Ditimpa Pohon Tumbang, Satu Unit Rumah di Padang Hampir Rata dengan Tanah

Ditimpa Pohon Tumbang Satu Unit Rumah di Padang Hampir Rata dengan Tanah Tampak TRC BPBD Kota Padang saat berjibaku membersihkan pohon tumbang yang menimpa rumah warga di Padang, Sabtu (22/6/2019)(Foto: BPBD)

Covesia.com - Hujan deras yang disertai angin kencang melanda Kota Padang, Provinsi Sumatera Barat (Sumbar), pada Jumat malam (21/6/2019), mengakibatkan satu unit rumah semi permanen milik Gumala Sari hampir rata dengan tanah di RT 01 RW 4 Seberang Pabayan, Kelurahan Batang Arau, Kecamatan Padang Selatan, Sabtu (22/6/2019).

Sri (35) anak Gumala Sari yang sedang berada di dalam rumah pada saat kejadian mengatakan pada malam hari hujan dan angin kencang melanda di daerah seberang pabayan, pada saat itu ia sempat mendengar seperti suara gemuruh, dan tidak menduga gemuruh keras tersebut ternyata pohon kedondong yang berukuran besar berada persis di belakang rumahnya tumbang dan menimpa rumahnya. 

"Untung saja saya dan keluarga cepat keluar dari rumah, takut rumah saya rata ke tanah, saya dan keluarga pindah kerumah tetangga apalagi pada kejadian dini hari tadi sekitar pukul 02.00 Wib," kata Sri, Sabtu pagi.

Sementara itu, Indra Ilfaroza selaku Danru C TRC BPBD Kota Padang menyebutkan, saat kejadian ia mendapatkan laporan bahwa telah terjadi pohon tumbang menimpa rumah warga di daerah itu, Sabtu pagi, sekitar pukul 06.45 Wib.

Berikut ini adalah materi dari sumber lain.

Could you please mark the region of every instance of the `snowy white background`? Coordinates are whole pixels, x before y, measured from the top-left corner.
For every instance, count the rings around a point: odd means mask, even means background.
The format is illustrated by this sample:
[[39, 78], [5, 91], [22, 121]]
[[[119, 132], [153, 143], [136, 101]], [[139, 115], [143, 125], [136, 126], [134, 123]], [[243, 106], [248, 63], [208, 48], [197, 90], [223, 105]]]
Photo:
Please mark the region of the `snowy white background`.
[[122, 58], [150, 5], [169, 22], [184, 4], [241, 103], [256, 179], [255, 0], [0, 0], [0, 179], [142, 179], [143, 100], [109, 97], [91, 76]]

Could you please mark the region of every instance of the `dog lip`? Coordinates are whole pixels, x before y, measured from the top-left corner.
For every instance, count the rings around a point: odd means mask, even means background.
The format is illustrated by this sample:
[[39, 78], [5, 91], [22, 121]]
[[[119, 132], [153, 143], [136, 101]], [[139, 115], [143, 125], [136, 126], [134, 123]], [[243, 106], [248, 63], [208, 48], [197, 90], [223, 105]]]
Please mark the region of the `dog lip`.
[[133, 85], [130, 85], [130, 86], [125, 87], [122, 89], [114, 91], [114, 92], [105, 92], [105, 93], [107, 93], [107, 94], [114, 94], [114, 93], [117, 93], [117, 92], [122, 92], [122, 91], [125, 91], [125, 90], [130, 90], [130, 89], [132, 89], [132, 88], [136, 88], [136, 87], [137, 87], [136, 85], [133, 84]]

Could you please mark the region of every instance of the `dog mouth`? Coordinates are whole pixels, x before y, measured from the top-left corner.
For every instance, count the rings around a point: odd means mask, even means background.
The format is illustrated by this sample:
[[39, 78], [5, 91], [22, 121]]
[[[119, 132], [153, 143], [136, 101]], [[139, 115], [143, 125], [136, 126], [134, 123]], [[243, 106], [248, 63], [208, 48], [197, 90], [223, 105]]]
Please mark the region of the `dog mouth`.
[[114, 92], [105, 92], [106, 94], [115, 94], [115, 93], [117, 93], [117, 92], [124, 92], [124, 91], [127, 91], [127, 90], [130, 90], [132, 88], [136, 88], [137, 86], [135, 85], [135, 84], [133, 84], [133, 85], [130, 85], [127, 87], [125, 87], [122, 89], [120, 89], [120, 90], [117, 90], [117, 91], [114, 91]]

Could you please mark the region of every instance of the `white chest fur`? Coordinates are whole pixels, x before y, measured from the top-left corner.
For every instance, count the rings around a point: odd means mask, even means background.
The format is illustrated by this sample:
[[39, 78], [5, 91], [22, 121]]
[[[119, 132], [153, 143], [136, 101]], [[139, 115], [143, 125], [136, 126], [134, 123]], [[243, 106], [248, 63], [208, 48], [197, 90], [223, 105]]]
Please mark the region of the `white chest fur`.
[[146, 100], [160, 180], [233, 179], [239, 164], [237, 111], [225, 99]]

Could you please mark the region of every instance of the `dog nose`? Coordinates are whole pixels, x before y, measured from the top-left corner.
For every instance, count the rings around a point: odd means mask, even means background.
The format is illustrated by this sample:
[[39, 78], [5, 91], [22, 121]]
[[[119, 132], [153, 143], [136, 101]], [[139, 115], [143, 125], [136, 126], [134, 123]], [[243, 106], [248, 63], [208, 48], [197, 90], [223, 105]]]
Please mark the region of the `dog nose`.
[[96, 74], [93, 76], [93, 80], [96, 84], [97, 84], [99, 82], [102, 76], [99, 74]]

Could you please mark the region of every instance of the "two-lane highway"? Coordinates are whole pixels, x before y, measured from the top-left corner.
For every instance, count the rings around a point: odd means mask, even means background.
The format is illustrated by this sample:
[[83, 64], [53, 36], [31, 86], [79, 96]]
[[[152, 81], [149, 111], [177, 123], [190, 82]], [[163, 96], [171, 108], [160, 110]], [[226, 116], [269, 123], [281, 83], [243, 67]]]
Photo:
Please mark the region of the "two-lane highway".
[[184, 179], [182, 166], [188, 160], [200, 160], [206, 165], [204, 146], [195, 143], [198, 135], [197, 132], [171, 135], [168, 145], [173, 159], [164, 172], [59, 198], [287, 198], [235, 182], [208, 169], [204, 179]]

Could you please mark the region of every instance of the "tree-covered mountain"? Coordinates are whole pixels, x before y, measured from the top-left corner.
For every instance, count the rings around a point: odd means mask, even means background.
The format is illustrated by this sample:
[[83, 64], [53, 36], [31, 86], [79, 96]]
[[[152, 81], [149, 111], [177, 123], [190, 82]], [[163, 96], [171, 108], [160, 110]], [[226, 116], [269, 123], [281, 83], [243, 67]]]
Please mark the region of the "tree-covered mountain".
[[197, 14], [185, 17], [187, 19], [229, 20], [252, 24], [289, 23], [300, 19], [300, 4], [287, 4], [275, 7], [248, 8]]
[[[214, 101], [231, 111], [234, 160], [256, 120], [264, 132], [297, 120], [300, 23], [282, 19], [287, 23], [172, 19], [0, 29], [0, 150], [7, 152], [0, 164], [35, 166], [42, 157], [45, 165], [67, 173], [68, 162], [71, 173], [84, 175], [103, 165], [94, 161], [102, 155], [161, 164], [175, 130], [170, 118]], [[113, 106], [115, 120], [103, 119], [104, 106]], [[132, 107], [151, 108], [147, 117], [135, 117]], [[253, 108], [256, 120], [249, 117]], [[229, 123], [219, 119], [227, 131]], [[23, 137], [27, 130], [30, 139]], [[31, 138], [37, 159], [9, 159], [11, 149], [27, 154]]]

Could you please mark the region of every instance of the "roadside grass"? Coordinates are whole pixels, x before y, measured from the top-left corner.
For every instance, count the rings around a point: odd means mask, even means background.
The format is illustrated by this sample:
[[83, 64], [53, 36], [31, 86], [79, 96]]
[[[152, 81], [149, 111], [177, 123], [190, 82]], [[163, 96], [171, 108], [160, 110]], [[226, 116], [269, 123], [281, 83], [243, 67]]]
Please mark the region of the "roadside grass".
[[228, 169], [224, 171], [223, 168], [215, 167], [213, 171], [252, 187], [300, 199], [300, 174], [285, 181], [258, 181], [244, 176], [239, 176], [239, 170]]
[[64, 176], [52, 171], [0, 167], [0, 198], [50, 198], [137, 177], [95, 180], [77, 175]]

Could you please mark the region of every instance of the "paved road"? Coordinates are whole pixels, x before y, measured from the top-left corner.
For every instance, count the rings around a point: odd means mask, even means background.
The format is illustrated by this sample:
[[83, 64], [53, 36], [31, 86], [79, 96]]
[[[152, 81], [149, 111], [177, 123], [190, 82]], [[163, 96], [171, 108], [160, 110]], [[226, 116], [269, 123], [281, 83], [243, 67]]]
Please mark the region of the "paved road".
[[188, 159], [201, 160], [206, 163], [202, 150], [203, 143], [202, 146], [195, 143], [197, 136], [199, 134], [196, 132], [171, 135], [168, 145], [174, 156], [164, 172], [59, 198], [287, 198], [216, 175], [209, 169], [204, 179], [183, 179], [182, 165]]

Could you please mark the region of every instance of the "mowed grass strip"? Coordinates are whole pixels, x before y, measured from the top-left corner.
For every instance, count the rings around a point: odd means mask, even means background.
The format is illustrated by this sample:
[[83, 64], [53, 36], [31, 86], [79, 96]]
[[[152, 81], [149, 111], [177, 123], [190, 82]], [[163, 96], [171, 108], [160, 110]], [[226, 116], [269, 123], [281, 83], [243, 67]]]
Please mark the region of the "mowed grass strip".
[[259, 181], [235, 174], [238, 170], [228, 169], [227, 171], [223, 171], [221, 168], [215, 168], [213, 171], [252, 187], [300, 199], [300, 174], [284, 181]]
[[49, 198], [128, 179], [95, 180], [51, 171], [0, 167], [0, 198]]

"Setelah mendapat laporan, kami respon dan langsung turun ke lapangan untuk membantu membersihkan pohon yang menimpa rumah warga tersebut. 

Berdasarkan analisa kami dilapangan Pohon tersebut tumbang di karenakan hujan dan angin kencang," sebutnya.

Ia menjelaskan pohon yang menimpa rumah warga adalah berupa pohon kedondong dengan panjang sekitar 18 meter dan diameter 100 centi meter.

"Tidak ada korban jiwa dalam kejadian tersebut dan berdasarkan penglihatan kami kerugian ditaksir sekitar 5 juta rupiah," ungkapnya.

Menurut arahan dari Kalaksa BPBD Kota Padang, kepada Indra Ilfaroza, agar masyarakat Kota Padang untuk waspada hujan dan angin kencang, banjir dan tanah longsor yang sewaktu-waktu tidak bisa menduga kapan kejadiannya.